Spencer Platt / Getty Images

President Donald Trump is still denying the new death count in Puerto Rico in the aftermath of Hurricane Maria last year, complaining to Geraldo Rivera on his new radio show that the 2,975 count is not explainable.

Trump was the first guest of Rivera’s new local radio show at WTAM Radio in Cleveland. The president angered Puerto Rican officials and even some Republicans earlier when he rejected an independent study done to count those who died in connection with the hurricane that ravaged the island last summer.

The Puerto Rican government commissioned George Washington University to do a study on the death toll after coming up with a figure of 64 deaths on their own.

Researchers from the university’s Milken Institute of School of Public Health, the University of Puerto Rico, and other local community leaders spent months going over death certificates, studying vital statistics data back seven years before the storm to compare mortality rates. They then followed up with health officials, funeral home directors, and others to help come up with their figures, per USA Today.

Despite the work to get at the heart of the death toll, Trump told Rivera in an interview that aired Monday that the new figure just isn’t true and he believed the original totals Puerto Rican officials came up with.

“After I left, it was 16 people that died,” Trump told Rivera about early death toll count. “The 16 people was then lifted a couple of months later to 64 and that was the official number. And then all of a sudden, I read a report, many, many months later — a long time later — that they did a report that 3,000 people died.

“And I was like, ‘Wait a minute, you went from 16 people to 64. We did a great job, and then you went from 64 to 3,000. How did that happen?’ And they couldn’t explain it. If you read that report, it’s not explainable,” Trump continued.

A tree toppled by Hurricane Maria rests over damaged graves in the Villa Palmeras cemetery on Dec. 23, 2017, in San Juan, Puerto Rico. Mario Tama / Getty Images

Despite’s Trump criticism, officials from Puerto Rico have accepted the school’s work as their new official death toll from the hurricane, making it one of the deadliest storms to hit the United States ever.

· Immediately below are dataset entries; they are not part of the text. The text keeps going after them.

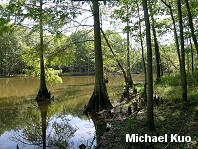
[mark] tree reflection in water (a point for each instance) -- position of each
(100, 126)
(36, 132)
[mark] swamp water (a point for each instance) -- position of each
(59, 124)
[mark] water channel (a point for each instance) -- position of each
(59, 124)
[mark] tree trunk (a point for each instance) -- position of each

“Our results show that Hurricane Maria was a very deadly storm, one that affected the entire island but hit the poor and the elderly the hardest,” George Washington University said in a statement after Trump’s initial criticism earlier this month, per USA Today. “We are confident that the number – 2,975 – is the most accurate and unbiased estimate of excess mortality to date.”

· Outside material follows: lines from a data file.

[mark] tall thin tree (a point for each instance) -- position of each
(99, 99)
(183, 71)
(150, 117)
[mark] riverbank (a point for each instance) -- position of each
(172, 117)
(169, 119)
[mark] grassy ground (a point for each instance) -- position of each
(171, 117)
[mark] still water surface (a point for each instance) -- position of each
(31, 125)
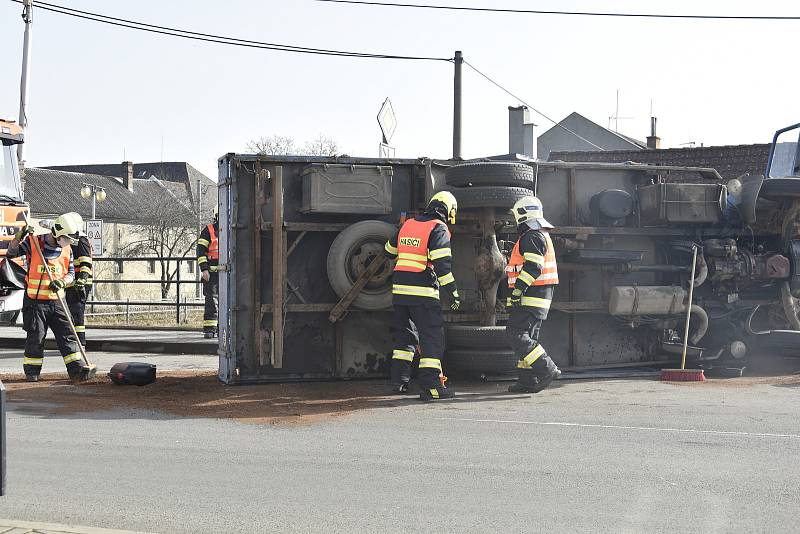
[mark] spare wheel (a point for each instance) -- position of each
(498, 173)
(351, 253)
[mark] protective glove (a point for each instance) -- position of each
(456, 303)
(57, 285)
(516, 298)
(80, 288)
(24, 231)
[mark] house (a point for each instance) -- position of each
(590, 136)
(142, 216)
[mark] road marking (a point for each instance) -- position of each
(620, 427)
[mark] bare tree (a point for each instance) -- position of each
(321, 146)
(171, 232)
(274, 145)
(279, 145)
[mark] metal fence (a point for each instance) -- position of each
(130, 307)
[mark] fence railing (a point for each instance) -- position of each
(177, 303)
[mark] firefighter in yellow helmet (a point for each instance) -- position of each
(208, 261)
(78, 292)
(532, 276)
(41, 309)
(423, 268)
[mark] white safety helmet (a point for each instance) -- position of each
(68, 225)
(529, 210)
(449, 202)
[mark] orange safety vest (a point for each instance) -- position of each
(412, 245)
(549, 274)
(37, 281)
(213, 246)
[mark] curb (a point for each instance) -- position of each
(53, 528)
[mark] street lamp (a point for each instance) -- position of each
(96, 193)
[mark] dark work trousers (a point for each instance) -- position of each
(37, 317)
(76, 301)
(522, 331)
(415, 325)
(211, 293)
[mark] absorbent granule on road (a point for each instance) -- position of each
(201, 394)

During the interview with Rivera, Trump hailed the work his administration did in the aftermath of the hurricane and charged if there were any problems, it came from Puerto Rican officials, slamming his harshest critic San Juan Mayor Carmen Yulín Cruz.

“She shouldn’t even be there; she doesn’t even know what she’s doing,” Trump said of Cruz. “She’s a totally incompetent person. Locally, they did a very, very poor job.”